What a beautiful gathering of the sons and daughters of the land, of royalty and of people from all walks of life, as well as a rich display and mixture of tradition and culture.
Indeed, if anyone doubts that Ghana, a land of cultural diversity, is made up of one people with a common destiny, then the durbar to climax the Hogbetsotso Festival in Anloga last Saturday told it all.
The durbar, graced by dignitaries and traditional leaders, such as the Vice-President, Dr Mahamudu Bawumia; a former President, John Dramani Mahama; the Asantehene, Otumfuo Osei Tutu II; a representative of the Kwahumanhene, Daasebre Akuamoah Agyapong II, and the Ga Mantse, King Tackie Teiko Tsuru II, was very historic.

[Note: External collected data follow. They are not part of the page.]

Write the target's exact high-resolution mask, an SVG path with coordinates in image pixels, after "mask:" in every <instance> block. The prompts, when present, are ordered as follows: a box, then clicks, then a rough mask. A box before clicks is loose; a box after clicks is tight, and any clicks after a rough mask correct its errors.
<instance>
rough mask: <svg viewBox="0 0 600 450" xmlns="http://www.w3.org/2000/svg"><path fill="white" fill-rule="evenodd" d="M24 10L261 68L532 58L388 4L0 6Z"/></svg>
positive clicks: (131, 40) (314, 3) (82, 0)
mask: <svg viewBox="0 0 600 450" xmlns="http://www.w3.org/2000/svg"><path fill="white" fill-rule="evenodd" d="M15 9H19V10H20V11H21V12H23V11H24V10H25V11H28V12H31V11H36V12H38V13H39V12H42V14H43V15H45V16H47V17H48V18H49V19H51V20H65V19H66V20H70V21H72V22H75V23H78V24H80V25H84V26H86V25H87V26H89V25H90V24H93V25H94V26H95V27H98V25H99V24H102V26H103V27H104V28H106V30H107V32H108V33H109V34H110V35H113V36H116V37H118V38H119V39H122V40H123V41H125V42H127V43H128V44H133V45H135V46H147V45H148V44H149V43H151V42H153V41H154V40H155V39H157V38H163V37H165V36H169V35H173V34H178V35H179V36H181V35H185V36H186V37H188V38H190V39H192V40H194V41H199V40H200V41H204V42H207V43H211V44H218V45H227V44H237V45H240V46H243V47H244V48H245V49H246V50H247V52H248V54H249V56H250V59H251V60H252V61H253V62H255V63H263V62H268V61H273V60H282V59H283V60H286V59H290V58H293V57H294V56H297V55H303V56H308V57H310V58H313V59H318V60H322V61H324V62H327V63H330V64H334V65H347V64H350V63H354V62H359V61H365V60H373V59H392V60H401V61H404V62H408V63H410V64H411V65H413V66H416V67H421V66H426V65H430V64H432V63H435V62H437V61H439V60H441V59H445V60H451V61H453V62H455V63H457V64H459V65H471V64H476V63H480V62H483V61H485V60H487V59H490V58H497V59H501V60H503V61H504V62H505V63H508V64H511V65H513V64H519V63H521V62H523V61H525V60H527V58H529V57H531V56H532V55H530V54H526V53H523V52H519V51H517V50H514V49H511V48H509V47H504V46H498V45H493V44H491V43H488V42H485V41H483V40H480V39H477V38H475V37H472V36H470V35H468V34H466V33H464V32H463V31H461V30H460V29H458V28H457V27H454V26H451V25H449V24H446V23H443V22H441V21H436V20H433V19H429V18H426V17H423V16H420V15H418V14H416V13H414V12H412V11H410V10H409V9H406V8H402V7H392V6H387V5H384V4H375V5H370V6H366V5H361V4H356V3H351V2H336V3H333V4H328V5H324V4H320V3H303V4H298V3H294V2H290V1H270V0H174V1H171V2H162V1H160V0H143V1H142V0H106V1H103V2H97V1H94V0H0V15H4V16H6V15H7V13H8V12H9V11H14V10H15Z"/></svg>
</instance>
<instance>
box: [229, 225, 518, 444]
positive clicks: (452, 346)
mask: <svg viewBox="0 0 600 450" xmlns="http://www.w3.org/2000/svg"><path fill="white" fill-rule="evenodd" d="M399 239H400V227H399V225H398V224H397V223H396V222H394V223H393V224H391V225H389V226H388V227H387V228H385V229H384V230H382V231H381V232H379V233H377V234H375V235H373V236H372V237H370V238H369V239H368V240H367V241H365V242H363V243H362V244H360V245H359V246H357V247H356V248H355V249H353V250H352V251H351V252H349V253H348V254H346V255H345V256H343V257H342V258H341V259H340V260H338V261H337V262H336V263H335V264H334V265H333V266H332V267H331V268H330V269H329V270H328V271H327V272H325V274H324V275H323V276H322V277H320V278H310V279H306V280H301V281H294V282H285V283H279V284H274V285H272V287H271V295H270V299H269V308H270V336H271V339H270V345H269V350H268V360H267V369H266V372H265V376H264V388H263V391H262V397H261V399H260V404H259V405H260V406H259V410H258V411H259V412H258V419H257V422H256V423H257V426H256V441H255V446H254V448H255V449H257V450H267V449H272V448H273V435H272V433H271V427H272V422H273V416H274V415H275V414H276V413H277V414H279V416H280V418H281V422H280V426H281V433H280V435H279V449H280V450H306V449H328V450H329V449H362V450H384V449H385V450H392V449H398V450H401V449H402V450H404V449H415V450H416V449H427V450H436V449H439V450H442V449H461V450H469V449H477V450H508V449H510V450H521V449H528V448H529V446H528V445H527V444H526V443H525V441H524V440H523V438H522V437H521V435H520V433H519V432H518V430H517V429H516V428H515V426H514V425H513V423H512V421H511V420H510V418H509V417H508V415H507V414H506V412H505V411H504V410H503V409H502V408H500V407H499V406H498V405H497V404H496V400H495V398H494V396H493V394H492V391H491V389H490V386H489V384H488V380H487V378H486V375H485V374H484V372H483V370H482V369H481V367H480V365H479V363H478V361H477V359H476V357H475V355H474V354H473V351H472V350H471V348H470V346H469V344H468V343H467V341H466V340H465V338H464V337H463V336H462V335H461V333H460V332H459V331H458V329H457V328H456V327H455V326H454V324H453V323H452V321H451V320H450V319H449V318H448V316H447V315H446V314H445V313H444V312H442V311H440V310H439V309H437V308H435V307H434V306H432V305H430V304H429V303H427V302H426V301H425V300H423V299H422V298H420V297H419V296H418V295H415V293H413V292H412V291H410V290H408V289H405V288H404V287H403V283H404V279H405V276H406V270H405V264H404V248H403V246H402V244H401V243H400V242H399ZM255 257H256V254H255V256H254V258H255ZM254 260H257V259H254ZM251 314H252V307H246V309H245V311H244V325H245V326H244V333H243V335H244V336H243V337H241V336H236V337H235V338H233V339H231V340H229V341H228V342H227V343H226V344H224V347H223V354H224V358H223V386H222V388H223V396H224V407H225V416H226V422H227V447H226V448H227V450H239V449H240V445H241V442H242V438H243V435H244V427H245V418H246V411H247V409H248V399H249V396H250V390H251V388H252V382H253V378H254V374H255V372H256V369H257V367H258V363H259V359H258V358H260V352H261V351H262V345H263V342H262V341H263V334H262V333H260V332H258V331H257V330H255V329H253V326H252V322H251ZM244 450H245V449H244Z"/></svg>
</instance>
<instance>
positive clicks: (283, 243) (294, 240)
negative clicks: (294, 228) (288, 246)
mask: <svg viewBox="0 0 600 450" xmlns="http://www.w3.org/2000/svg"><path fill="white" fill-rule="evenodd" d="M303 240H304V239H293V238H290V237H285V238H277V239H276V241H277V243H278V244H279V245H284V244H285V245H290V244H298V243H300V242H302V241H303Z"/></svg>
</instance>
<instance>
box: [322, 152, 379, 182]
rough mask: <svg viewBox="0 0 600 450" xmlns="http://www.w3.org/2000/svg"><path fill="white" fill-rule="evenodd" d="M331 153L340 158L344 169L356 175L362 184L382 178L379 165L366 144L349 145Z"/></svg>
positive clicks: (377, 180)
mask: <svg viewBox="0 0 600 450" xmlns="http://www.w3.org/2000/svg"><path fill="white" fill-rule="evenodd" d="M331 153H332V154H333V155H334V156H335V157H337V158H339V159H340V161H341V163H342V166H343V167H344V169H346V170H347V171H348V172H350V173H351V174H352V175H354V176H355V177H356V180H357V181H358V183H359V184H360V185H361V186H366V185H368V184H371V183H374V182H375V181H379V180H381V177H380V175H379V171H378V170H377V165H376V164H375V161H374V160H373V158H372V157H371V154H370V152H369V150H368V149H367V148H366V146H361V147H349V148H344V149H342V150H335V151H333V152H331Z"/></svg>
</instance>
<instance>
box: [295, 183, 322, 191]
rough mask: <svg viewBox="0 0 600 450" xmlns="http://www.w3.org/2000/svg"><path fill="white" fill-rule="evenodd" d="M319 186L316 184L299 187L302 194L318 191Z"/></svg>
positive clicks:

Especially the fact that it was the second time in more than one and a half centuries that an Asantehene was visiting the Anlo State and partaking fully in the festival. The first visit was when the then Asantehene, Otumfuo Kofi Karikari, visited the area to sign a pact of alliance and mutual collaboration between the Anlos and the Asantes.
The heartwarming messages from all the traditional leaders, that we are one people, are, for us at the Daily Graphic, key to forging forward as a country in these turbulent times and a keepsake for everyone who calls himself or herself a Ghanaian.
In his goodwill message, Otumfuo Osei Tutu, who travelled all the way from Asanteman with pomp and ceremony and added beauty and splendour to the entire festival, said the forefathers of the Asantes and the Anlos had a common and positive purpose for the building of a strong alliance, which enabled them to collaborate on issues affecting them.
He pledged that the strong bond of fidelity and cordiality between Asantes and Ewes would grow from strength to strength to benefit generations yet unborn, making it clear that no distortion of history could set Asantes and Anlos apart.
That is what we need as a country.
The Ga Mantse, King Tackie Teiko Tsuru, who presided, also said it was important for the people to “eschew every divisive tendency and remain as one people always”, and that overcoming the economic challenges in the country required unity among the citizenry.
The Chief of Kwahu Tafo, Nana Opoku Mintah, who represented the Kwahumanhene, also said Anlos and Kwahus were industrious people and that was a uniting factor between them and a good cause for national integration.
Dr Bawumia, who was the guest of honour, topped it up by stating that the prevailing peace [the result of unity among the people] in the area, was an asset for rapid development, especially in the tourism sector.
All the traditional leaders displayed identical culture and tradition in the way they were resplendent in their rich Kente cloths under their umbrellas, the display of gold ornaments, intriguing dances by their large retinues, the firing of muskets, among others, buttressing the fact that we are, indeed, one.
The arrival of the Awoamefia, Togbi Sri III, at the ground in a dazzling and flamboyant Kente cloth generated uncontrollable euphoria among the crowd, while the Asantehene made a historical entry to the durbar ground with a rare graceful dance in a palanquin.
Ghana has a unique chieftaincy institution which must be preserved at all cost — the Hogbetsotso Festival has shown us that.
We must do away with the bickering and incessant disputes that have plagued chieftaincy in the country and which only stifle development, bring about war, the loss of lives, the destruction of property, as well as retard our progress as a people.
We must not allow protracted misunderstandings among gates, factionalism and parochial, ethnic or political considerations set us apart, as eloquently espoused by Otumfuo Osei Tutu.
The Daily Graphic supports the Asantehene’s call for the maintenance of a healthier climate for social discourse and political interaction, so we remain united and live in peace to the glory of Ghana.
After all, we are one people with a common destiny and our coming together is what makes us Ghana!